Intanto gli occhi dei mercati sono tutti incollati sull'incontro di questa mattina, quando la delegazione dell'Unione europea guidata dal commissario al commercio Maros Sefcovic incontrerà quella statunitense dell'omologo Jamieson Greer. Si vedranno a margine del vertice ministeriale dell'Ocse, a Parigi, che ieri ha divulgato un monito, rivedendo al ribasso le sue previsioni per la crescita globale per il 2025 e 2026: si prevede, infatti, che il Pil mondiale crescerà del 2,9% quest'anno e il prossimo, rallentando di 0,2 e 0,1 punti percentuali rispetto alle previsioni di marzo. Lo spaccato sull'Italia evidenzia un Pil in leggera frenata allo 0,6% per poi risalire il prossimo anno a +0,7 per cento. Roma, si ricorda, «è esposta» alle tariffe più alte «minacciate dall'amministrazione Trump dal momento che più del 10% delle sue esportazioni nel 2023 sono finite negli Usa».
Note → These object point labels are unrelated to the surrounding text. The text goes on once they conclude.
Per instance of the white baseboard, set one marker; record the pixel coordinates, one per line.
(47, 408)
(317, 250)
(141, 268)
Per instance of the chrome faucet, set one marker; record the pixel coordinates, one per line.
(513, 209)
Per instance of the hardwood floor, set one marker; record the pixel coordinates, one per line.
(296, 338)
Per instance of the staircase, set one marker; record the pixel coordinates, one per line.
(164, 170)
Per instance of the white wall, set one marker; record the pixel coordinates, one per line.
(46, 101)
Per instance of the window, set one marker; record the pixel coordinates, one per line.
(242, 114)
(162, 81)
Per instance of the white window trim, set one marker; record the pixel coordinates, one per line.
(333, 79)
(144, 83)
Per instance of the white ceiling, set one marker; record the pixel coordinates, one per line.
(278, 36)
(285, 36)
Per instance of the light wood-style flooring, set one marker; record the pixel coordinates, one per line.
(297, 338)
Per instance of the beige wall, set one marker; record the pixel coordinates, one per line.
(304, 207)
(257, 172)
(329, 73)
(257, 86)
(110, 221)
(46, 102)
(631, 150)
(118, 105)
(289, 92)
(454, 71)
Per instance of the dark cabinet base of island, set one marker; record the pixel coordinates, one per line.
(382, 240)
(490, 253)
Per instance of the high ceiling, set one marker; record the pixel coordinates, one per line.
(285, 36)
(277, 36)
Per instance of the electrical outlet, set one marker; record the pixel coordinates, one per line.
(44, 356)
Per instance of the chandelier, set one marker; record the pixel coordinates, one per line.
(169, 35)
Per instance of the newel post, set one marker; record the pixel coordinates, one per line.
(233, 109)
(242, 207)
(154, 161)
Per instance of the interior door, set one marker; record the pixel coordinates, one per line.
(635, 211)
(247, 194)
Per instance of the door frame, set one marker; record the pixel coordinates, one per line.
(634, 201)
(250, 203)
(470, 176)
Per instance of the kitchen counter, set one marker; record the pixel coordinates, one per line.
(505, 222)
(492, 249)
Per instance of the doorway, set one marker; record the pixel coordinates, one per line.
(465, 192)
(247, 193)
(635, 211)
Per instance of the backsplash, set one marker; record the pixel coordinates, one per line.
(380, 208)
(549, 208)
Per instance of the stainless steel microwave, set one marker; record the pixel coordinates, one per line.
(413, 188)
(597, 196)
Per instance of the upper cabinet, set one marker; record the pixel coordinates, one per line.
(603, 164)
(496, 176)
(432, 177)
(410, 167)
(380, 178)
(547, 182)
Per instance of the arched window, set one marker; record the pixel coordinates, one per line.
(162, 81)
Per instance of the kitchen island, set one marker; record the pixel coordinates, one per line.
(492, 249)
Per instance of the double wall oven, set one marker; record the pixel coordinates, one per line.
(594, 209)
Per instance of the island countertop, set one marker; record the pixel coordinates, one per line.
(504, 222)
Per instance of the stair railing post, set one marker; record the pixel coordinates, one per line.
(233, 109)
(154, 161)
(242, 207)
Da quanto filtra da fonti Ue, nei confronti tecnici prepratori al negoziato vero e proprio è stato sottolineato un clima «molto costruttivo». Mentre la Casa Bianca ha ufficializzato l'invio di lettere ai partner commerciali definendole «un promemoria amichevole». Intanto, ieri, sul social Truth, il presidente Trump ha vergato poche righe per descrivere l'aumento dei dazi come una questione esitenziale: «Se ad altri Paesi è consentito usare tariffe contro di noi, e a noi non è consentito di contrastarli, rapidamente e agilmente, con tariffe contro di loro, il nostro Paese non ha nemmeno una piccola possibilità di sopravvivenza economica». Sempre secondo l'Ocse, la crescita degli Stati Uniti «rallenterà drasticamente» scendendo all'1,6% nel 2025 e all'1,5% del 2026. Oltre alla guerra commerciale, «un'ulteriore contrazione dell'immigrazione netta e una riduzione del numero di dipendenti del governo federale dovrebbero indebolire la crescita» negli Stati Uniti. Intanto, il presidente ieri ha firmato i super dazi su acciaio e alluminio raddoppiati al 50 per cento.
La sensazione è che per l'Europa si stia avvicinando un importante bivio: da un lato, infatti, un buon accordo con gli Stati Uniti spazzerebbe via per lo meno le previsioni più fosche sulle esportazioni; dall'altra, si registra una notizia positiva sul fronte dell'inflazione che, per l'Eurozona, è scesa oltre le attese all'1,9% a maggio 2025, in calo rispetto al 2,2% di aprile. Vale a dire che l'obiettivo della Banca centrale europea di una crescita dei prezzi intorno al 2% è sostanzialmente centrata ed è stato probabilmente spazzato via ogni dubbio sull'opportunità di apportare un nuovo taglio ai tassi.
Nella riunione di domani, l'istituto guidato da Christine Lagarde dovrebbe optare per un'ulteriore sforbiciata da 25 punti base (lo 0,25%). Si tratterebbe dell'ottava riduzione del costo del denaro, che porterebbe così il tasso sui depositi al 2% e quindi dimezzato rispetto al picco di un anno fa.